Oke sekarang gue akan ngomong kemana-mana (haha). Pertama, gue berhasil memuatkan bagasi gue seberat 29.9 kg (dari batas 30 kg, win!). Kedua, gue menyesal enggak membawa bantal leher padahal bisa gue tenteng. Ketiga, gue selalu ingat dan tersentak untuk mendengarkan Rather Be nya Clean Bandit semenjak menjemput dila ketika ia pulang pertama kali semenjak ia ke Belanda. Keempat, gue bersyukur memilih naik Garuda Indonesia karena hiburan dalam pesawatnya memiliki konten-konten film Indonesia. Dan yang terpenting, film-film tersebut adalah film-film yang sangat ingin gue tonton tapi tidak memungkinkan dengan kondisi gue di Britania Raya. Pada saat tulisan ini dibuat, gue berada 4 jam dari Indonesia dan sudah melahap “Ini kisah tiga dara”, “Sing” (hanya penyejuk mata dan hanya bagian konser terakhir), “Your Name” (lagi hanya menemani waktu makan malam dan hanya bagian lagu zen-zen-sense serta dari kataware-doki hingga selesai), dan gue baru saja menyelesaikan “surat cinta untuk kartini” dengan berlinang air mata.

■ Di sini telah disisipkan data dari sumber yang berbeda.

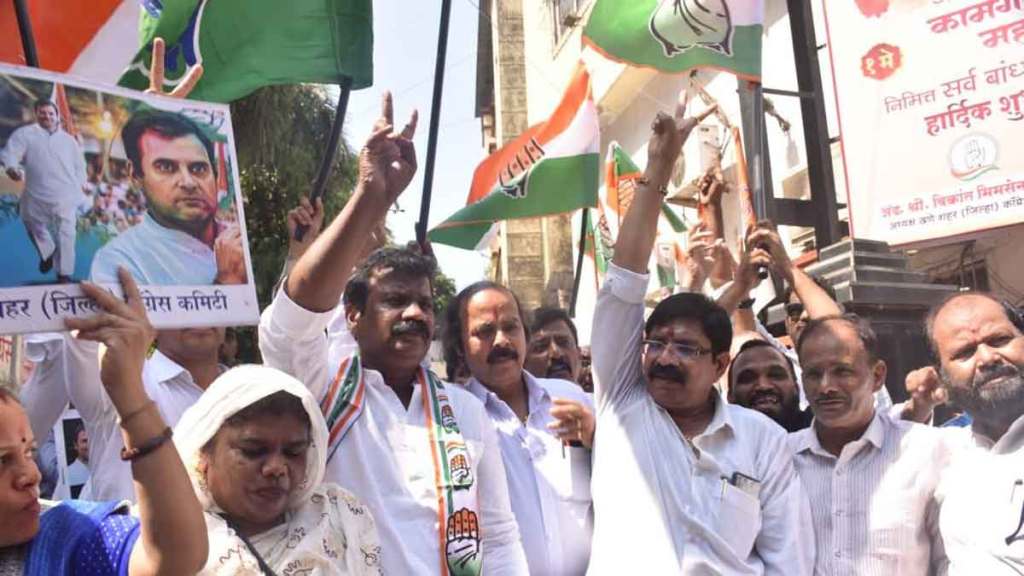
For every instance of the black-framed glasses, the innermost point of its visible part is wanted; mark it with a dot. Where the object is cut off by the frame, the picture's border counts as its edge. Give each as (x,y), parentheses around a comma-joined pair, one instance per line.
(686,352)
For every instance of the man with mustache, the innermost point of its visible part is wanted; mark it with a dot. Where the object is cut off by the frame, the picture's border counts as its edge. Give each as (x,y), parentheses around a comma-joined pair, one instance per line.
(545,426)
(683,483)
(978,343)
(870,479)
(762,378)
(179,241)
(421,453)
(553,351)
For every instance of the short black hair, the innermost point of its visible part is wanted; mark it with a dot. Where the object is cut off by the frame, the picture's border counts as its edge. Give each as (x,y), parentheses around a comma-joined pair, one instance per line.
(759,343)
(407,261)
(821,282)
(168,125)
(690,305)
(452,329)
(860,325)
(41,103)
(545,316)
(1013,315)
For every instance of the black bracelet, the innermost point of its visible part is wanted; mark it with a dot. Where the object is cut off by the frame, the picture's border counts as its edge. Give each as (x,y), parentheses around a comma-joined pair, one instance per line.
(147,447)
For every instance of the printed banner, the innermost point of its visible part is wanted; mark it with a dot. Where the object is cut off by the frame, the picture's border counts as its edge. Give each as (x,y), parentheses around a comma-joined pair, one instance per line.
(931,103)
(95,178)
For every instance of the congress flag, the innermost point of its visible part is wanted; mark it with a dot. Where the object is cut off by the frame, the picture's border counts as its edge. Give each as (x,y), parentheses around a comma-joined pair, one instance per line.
(246,44)
(675,36)
(551,168)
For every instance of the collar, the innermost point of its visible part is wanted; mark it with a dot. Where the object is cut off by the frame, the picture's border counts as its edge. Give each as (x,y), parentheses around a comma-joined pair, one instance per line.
(807,439)
(536,394)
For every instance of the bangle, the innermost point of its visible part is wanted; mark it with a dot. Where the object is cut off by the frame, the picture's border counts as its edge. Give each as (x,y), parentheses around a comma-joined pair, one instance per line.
(147,447)
(145,406)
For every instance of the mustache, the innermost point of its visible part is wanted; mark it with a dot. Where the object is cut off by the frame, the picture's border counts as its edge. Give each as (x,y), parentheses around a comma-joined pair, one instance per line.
(673,373)
(986,375)
(498,355)
(406,327)
(558,366)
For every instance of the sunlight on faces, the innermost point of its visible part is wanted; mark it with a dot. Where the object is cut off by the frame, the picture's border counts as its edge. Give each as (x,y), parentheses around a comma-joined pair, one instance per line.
(761,381)
(839,377)
(397,322)
(46,116)
(676,382)
(18,477)
(253,468)
(178,179)
(981,356)
(553,353)
(494,338)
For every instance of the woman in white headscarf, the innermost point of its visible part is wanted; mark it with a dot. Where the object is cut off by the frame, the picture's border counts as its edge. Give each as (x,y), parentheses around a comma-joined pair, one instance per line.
(254,448)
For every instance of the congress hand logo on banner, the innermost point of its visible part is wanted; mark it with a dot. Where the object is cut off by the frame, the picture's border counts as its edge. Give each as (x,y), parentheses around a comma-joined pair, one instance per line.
(682,25)
(463,547)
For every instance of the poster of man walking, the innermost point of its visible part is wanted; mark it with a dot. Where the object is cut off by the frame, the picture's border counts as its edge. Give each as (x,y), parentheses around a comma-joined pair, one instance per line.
(93,179)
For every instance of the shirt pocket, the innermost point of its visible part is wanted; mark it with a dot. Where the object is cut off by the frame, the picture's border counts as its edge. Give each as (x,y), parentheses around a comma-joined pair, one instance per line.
(738,519)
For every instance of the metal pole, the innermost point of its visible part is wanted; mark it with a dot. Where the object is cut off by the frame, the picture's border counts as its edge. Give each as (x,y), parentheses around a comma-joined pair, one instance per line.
(25,28)
(584,229)
(435,113)
(327,164)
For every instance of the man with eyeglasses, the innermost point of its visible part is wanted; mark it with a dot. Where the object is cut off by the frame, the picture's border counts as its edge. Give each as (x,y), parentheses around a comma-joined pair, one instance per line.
(683,483)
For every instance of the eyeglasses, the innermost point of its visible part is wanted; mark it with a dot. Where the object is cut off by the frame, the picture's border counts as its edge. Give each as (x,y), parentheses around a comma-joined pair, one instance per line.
(686,352)
(795,311)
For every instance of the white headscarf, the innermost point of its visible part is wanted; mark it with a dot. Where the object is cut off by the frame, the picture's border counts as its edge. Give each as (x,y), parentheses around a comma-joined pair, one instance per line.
(229,394)
(327,530)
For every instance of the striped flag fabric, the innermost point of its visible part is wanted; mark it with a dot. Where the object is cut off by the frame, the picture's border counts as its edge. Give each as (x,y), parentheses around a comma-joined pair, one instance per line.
(675,36)
(553,167)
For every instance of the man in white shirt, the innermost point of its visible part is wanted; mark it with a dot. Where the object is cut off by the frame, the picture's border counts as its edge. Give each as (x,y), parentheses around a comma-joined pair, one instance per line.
(870,479)
(179,241)
(54,184)
(978,342)
(545,425)
(183,365)
(683,483)
(436,510)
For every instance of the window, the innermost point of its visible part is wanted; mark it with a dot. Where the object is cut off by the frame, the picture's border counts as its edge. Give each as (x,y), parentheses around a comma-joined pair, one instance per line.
(565,14)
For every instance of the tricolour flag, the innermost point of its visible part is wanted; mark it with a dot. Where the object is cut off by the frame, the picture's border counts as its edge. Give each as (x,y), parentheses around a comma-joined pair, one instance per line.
(675,36)
(552,168)
(246,44)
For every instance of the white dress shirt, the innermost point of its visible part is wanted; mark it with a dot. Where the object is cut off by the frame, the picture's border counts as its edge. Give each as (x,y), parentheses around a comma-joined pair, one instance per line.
(167,383)
(54,165)
(875,507)
(982,495)
(549,485)
(156,255)
(384,459)
(666,505)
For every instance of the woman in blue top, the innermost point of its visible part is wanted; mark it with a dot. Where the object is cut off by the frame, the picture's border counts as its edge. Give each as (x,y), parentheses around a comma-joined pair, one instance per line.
(94,538)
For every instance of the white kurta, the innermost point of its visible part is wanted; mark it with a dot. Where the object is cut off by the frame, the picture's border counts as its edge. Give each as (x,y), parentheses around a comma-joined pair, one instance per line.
(384,459)
(664,504)
(54,174)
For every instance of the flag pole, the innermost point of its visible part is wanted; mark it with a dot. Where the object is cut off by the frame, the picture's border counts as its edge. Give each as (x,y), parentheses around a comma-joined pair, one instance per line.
(327,164)
(435,113)
(25,29)
(584,229)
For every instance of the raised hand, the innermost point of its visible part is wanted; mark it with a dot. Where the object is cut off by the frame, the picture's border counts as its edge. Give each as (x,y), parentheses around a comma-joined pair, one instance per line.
(309,215)
(124,328)
(669,134)
(157,74)
(573,421)
(387,162)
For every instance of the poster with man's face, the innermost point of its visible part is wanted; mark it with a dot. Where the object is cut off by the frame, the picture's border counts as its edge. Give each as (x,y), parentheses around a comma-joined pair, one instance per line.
(96,178)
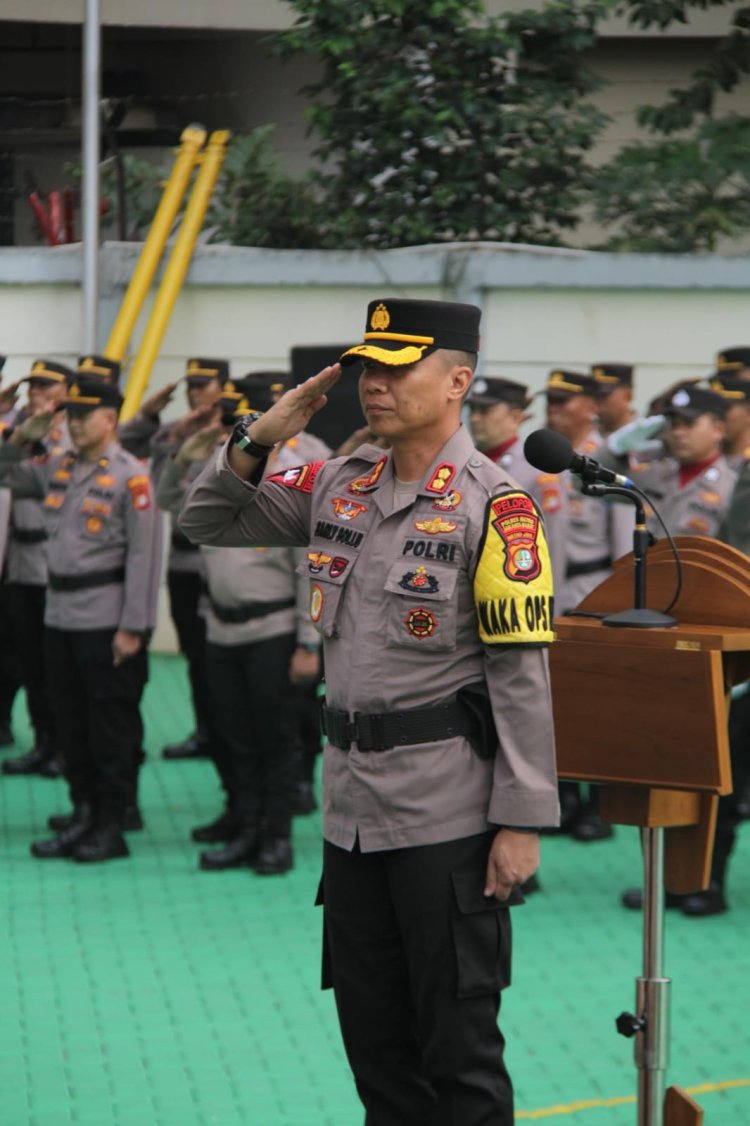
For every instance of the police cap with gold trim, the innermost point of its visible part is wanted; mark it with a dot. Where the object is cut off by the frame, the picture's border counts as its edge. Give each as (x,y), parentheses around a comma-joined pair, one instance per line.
(608,376)
(489,392)
(401,331)
(733,359)
(690,402)
(99,367)
(199,371)
(88,394)
(47,371)
(731,387)
(562,384)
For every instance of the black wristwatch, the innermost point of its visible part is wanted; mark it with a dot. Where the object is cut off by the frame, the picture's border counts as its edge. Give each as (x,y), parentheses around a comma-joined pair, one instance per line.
(242,439)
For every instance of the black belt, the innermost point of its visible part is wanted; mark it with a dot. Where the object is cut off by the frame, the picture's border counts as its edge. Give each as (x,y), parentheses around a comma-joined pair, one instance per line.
(28,535)
(591,566)
(85,581)
(250,610)
(377,731)
(180,542)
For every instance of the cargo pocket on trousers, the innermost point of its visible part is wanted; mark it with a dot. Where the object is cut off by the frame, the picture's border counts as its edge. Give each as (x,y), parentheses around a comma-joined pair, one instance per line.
(481,934)
(326,975)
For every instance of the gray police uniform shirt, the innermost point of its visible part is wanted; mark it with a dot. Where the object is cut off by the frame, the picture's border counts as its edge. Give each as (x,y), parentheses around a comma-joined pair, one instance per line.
(27,542)
(695,509)
(598,532)
(249,578)
(548,492)
(413,602)
(182,555)
(100,517)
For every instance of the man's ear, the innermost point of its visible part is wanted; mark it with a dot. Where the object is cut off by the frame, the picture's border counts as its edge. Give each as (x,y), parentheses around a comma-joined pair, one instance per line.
(461,378)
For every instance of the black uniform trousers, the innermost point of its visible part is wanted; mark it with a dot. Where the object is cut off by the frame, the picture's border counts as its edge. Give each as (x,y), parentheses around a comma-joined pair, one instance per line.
(185,592)
(26,607)
(253,750)
(417,957)
(98,717)
(729,815)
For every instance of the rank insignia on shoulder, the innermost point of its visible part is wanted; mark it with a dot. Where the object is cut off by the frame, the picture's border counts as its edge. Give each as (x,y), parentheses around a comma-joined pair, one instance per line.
(317,599)
(448,502)
(420,623)
(366,483)
(318,561)
(436,526)
(420,580)
(301,477)
(442,479)
(512,582)
(347,509)
(140,490)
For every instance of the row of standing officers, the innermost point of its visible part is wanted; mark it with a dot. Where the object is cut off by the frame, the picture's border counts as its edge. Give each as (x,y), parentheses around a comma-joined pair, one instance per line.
(83,557)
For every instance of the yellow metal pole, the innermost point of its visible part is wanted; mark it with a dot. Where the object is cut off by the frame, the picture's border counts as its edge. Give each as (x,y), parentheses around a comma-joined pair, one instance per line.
(211,162)
(192,141)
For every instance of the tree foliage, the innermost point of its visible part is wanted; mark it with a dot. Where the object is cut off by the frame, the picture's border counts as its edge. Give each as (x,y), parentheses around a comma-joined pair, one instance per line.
(686,188)
(435,122)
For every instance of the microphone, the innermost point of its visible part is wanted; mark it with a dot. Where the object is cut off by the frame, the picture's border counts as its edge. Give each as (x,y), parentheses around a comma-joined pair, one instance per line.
(551,452)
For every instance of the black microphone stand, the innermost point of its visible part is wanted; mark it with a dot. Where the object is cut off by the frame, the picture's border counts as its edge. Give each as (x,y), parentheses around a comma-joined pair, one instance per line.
(650,1022)
(639,617)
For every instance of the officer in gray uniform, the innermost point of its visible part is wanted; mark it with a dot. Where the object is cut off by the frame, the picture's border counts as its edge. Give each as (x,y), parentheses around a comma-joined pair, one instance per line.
(693,486)
(204,380)
(497,410)
(735,393)
(105,557)
(430,582)
(26,574)
(597,533)
(259,640)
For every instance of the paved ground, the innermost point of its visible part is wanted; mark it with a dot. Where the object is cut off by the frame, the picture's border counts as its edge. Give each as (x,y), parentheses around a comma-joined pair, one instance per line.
(148,993)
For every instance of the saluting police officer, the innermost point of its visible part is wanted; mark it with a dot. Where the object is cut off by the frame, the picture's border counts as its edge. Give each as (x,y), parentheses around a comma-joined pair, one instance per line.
(26,573)
(430,582)
(204,380)
(101,602)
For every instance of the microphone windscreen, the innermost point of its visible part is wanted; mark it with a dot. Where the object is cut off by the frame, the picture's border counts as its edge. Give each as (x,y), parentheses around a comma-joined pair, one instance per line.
(548,450)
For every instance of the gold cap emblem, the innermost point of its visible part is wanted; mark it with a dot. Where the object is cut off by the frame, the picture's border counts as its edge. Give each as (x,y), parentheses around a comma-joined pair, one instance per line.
(381,318)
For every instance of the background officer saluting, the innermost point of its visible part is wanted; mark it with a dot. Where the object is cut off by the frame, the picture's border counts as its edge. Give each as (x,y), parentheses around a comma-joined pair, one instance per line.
(101,601)
(435,610)
(204,380)
(692,485)
(26,574)
(497,411)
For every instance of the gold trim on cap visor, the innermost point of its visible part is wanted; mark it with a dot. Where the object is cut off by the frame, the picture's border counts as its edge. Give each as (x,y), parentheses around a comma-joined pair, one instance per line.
(399,336)
(386,356)
(557,382)
(719,389)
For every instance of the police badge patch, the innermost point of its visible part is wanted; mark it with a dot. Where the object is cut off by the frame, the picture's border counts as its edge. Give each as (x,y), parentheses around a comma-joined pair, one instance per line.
(420,580)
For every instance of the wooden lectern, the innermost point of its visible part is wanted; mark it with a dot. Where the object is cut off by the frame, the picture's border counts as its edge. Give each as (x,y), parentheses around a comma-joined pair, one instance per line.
(643,713)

Setelah ini gue mau mengakhiri seri marathon gue dengan sabtu bersama bapak dan gue akan menulis ulasan singkat dari tiap film Indonesia tersebut disini.

Mungkin rasa dari tulisan ini akan tiba-tiba berubah disini karena sejujurnya tulisan ini gue lanjutkan di 2 hari sebelum gue kembali ke Britania Raya (haha). Tapi intinya, setelah menonton “sabtu bersama bapak”, gue tambah berlinang air mata sampai dilihatin sama bocah kursi sebelah. Perduli amat (haha).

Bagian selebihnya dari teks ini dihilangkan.